Allgemeine Berichte | 09.03.2020

Unternehmer bewerten Auswirkungen auf die Wirtschaft im IHK-Bezirk Koblenz

Blitzumfrage Coronavirus

Koblenz. . Die Unternehmen im IHK-Bezirk Koblenz rechnen infolge der Corona-Situation mit einem Umsatzrückgang für 2020. Das ergibt eine branchenübergreifende Blitzumfrage der Industrie- und Handelskammer (IHK) Koblenz an der 91 Unternehmen teilgenommen haben. Vom 4. bis 8 März wurden IHK-Betriebe befragt, welche Auswirkungen sie in ihren Branchen mit dem Coronavirus in Verbindung bringen. Das Ergebnis war eindeutig.
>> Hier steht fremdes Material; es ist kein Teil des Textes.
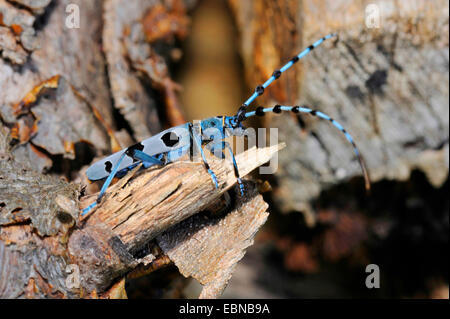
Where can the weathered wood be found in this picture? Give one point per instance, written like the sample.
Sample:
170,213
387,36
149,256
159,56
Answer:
140,210
388,86
208,248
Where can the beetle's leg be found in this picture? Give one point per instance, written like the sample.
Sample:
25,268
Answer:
198,144
146,159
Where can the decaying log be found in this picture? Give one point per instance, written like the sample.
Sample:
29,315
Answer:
153,202
387,85
136,211
102,247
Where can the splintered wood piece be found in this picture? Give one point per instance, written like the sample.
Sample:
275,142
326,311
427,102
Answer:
151,203
208,248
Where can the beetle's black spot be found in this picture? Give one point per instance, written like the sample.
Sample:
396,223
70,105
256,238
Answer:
130,150
108,166
276,74
259,111
170,139
259,90
277,109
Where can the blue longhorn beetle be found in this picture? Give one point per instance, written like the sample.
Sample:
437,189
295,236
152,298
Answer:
169,145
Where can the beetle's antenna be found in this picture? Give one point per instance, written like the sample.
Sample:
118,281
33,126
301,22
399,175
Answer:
276,74
260,111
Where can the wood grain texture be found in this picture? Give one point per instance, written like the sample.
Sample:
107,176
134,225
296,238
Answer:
142,208
388,86
208,248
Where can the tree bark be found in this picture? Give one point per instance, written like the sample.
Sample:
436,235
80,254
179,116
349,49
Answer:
386,84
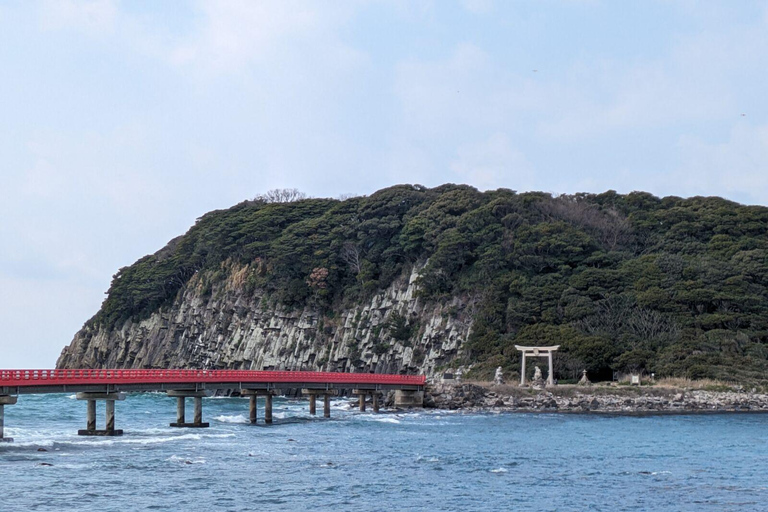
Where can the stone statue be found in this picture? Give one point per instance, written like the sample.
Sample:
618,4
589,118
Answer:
538,380
498,379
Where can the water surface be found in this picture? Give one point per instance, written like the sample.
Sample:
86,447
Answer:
428,460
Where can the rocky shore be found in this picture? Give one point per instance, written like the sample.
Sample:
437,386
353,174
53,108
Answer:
594,399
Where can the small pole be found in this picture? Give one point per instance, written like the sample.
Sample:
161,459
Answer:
550,377
522,372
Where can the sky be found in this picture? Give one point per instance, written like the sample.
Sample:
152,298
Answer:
122,122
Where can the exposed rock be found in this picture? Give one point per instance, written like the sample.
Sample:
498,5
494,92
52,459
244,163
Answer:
229,328
597,399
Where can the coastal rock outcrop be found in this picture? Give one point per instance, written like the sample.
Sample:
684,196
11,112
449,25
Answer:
225,327
604,399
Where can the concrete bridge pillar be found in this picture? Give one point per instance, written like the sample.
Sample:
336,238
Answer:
375,399
409,398
268,409
362,394
254,394
327,393
181,395
253,410
109,399
5,400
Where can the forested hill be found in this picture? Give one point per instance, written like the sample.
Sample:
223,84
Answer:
674,286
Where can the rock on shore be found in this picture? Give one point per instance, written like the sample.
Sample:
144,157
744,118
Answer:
601,399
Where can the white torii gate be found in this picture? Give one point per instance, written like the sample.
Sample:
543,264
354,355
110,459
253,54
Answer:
538,352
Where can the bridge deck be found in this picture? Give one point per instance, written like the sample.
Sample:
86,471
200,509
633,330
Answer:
14,382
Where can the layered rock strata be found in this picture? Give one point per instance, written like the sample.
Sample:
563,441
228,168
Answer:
605,400
223,326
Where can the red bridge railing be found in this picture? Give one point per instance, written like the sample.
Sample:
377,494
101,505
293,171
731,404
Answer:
21,378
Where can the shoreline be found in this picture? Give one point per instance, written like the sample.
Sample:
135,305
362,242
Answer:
603,400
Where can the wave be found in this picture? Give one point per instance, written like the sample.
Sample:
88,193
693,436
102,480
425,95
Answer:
232,418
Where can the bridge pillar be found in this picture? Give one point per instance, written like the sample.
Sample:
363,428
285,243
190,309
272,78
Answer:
253,410
5,400
327,393
362,394
254,394
375,399
409,398
181,395
109,399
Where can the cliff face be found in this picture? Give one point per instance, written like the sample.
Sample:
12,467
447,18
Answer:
224,327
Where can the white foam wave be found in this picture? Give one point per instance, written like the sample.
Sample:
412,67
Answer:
185,460
232,418
384,419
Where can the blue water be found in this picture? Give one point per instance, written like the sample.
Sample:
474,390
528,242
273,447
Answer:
428,460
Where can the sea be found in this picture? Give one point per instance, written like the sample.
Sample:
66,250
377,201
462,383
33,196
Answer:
363,461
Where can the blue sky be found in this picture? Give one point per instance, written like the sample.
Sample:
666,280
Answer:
122,122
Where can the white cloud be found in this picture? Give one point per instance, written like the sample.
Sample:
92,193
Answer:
493,163
478,6
737,167
90,16
234,34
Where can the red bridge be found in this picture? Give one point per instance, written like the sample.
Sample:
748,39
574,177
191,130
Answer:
111,385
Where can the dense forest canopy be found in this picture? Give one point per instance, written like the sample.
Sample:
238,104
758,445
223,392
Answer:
622,282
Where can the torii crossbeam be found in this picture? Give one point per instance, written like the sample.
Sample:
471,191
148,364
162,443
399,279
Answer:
537,352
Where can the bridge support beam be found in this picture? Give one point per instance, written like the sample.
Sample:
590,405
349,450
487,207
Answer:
181,395
109,399
327,394
409,398
254,394
5,400
362,394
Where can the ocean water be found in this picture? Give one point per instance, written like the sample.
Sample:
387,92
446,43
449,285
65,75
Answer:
425,460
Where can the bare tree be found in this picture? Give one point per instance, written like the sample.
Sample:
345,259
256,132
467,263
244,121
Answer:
608,225
351,256
281,195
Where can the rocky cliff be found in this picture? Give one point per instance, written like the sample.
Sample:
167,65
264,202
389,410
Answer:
222,326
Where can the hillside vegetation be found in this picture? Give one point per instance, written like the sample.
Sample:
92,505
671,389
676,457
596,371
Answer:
631,282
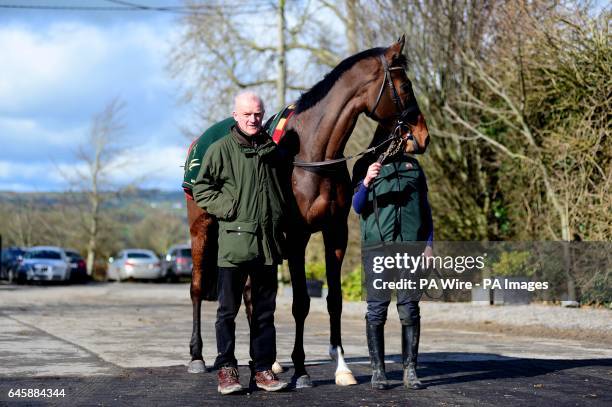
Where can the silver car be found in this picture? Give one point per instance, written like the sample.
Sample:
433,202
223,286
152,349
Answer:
44,263
134,263
178,262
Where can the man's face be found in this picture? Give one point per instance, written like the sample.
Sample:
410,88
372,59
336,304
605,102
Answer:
248,114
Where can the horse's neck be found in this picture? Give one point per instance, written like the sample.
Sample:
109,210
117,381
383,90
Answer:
325,128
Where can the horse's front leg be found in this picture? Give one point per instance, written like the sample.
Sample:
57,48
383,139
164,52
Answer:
335,238
296,243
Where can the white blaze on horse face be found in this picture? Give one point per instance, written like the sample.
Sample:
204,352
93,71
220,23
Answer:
248,113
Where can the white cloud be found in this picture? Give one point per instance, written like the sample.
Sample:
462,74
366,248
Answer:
55,77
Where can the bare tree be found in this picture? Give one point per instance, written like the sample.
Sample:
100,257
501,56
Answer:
96,159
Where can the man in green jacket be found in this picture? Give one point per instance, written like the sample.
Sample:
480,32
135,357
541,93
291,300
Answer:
241,184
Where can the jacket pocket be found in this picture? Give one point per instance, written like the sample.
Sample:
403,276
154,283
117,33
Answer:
278,239
238,241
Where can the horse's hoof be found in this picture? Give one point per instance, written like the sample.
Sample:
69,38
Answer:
196,366
277,368
345,379
302,382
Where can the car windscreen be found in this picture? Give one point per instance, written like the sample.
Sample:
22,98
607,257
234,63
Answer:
184,253
43,254
139,256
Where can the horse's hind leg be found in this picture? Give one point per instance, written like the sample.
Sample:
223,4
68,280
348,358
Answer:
335,238
200,225
296,244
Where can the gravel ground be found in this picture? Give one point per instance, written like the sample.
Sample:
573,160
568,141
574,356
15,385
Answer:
127,344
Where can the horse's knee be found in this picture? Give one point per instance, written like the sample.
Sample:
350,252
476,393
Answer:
195,290
300,308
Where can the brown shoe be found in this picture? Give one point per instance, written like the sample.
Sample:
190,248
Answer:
268,381
229,381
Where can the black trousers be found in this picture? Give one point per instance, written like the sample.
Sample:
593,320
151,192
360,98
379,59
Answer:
408,310
262,342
Mehr als 60 Prozent sehen in der aktuellen Entwicklung erhebliche Risiken und vor allem auch negative Auswirkungen auf das Geschäftsergebnis.

Befragt wurden neben Unternehmen aus dem Handel, dem Baugewerbe, der Industrie, dem Dienstleitungsgewerbe, der Gesundheitswirtschaft und dem Gastgewerbe auch Betreibe aus der Reisewirtschaft.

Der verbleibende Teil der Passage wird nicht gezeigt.